En revanche, le recours à un opérateur en complément de couverture est fréquent. Pour quelques capteurs isolés, il peut être plus pertinent d’acheter de la connectivité que d’installer une gateway.
Le véritable réseau hybride, avec interconnexion profonde entre cœur public et privé, reste marginal. Techniquement intéressant, il ajoute des coûts d’intégration et de fonctionnement. Or la commande publique privilégie souvent l’investissement (CAPEX) plutôt que des charges récurrentes (OPEX). À long terme, beaucoup préfèrent investir dans leur propre infrastructure.
Une logique avant tout stratégique
Au fond, le LoRaWAN territorial est porté par une logique claire : maîtriser l’infrastructure, sécuriser la donnée et bâtir une politique publique numérique souveraine. Les réseaux opérés gardent leur place comme outil de démarrage ou de complément.

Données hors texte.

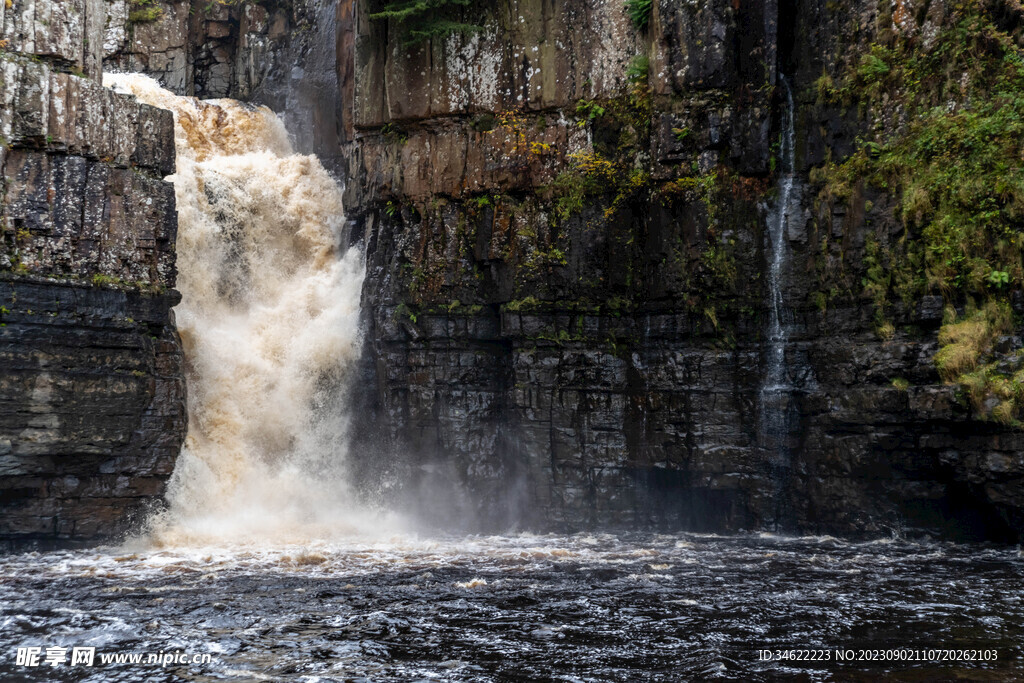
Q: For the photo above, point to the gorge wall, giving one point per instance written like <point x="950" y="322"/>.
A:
<point x="91" y="386"/>
<point x="565" y="220"/>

Sogetrel est agnostique vis-à-vis de ces différentes approches technologiques et peut participer à des projets combinant les différentes solutions. Néanmoins, le cœur du marché français reste celui des réseaux privés d’initiative publique, structurés, mutualisés et pilotés par les territoires eux-mêmes.
C’est le cas par exemple en Île-de-France, où le Sogetrel participe au déploiement d’un réseau LoRaWAN d’initiative publique avec le syndicat Val d’Oise Numérique. Ce projet vise à doter le territoire d’une infrastructure bas débit souveraine, mutualisée et opérée pour les usages publics (stationnement, gestion des déchets, éclairage, etc.), avec une ambition de duplication à l’échelle régionale. Il s’agit ici d’un modèle clairement orienté réseau privé de collectivité, conçu, déployé et maintenu dans une logique d’infrastructure publique.
Autre illustration, en Vendée, où Sogetrel est un mandataire du projet « Vendée Territoires Connectés ». Le marché porte à la fois sur le déploiement d’un réseau LoRaWAN très bas débit et sur le développement d’un catalogue d’usages (gestion des déchets, stationnement, etc.), dans une logique intégrée mêlant infrastructure et services. Là encore, le modèle repose sur un réseau dédié au territoire, piloté par la collectivité via le Groupement d’Intérêt Public Vendée Numérique.
Sogetrel participe également aux projets LoRaWAN de l’Ardèche, de Tours ou encore de Bordeaux. Ces exemples témoignent de la grande diversité des projets LoRaWAN en France qui sont aujourd’hui portés à différentes échelles territoriales. Les réseaux LoRaWAN vont ainsi de l’échelle départementale à celle du village : une démocratisation de cette technologie qui n’en est qu’à ses débuts. LoRaWAN devrait continuer d’accompagner le développement des projets TCD en France qui s’accélère, porté par les enjeux d’adaptation climatiques, de souveraineté et de rééducation des coûts pour les territoires.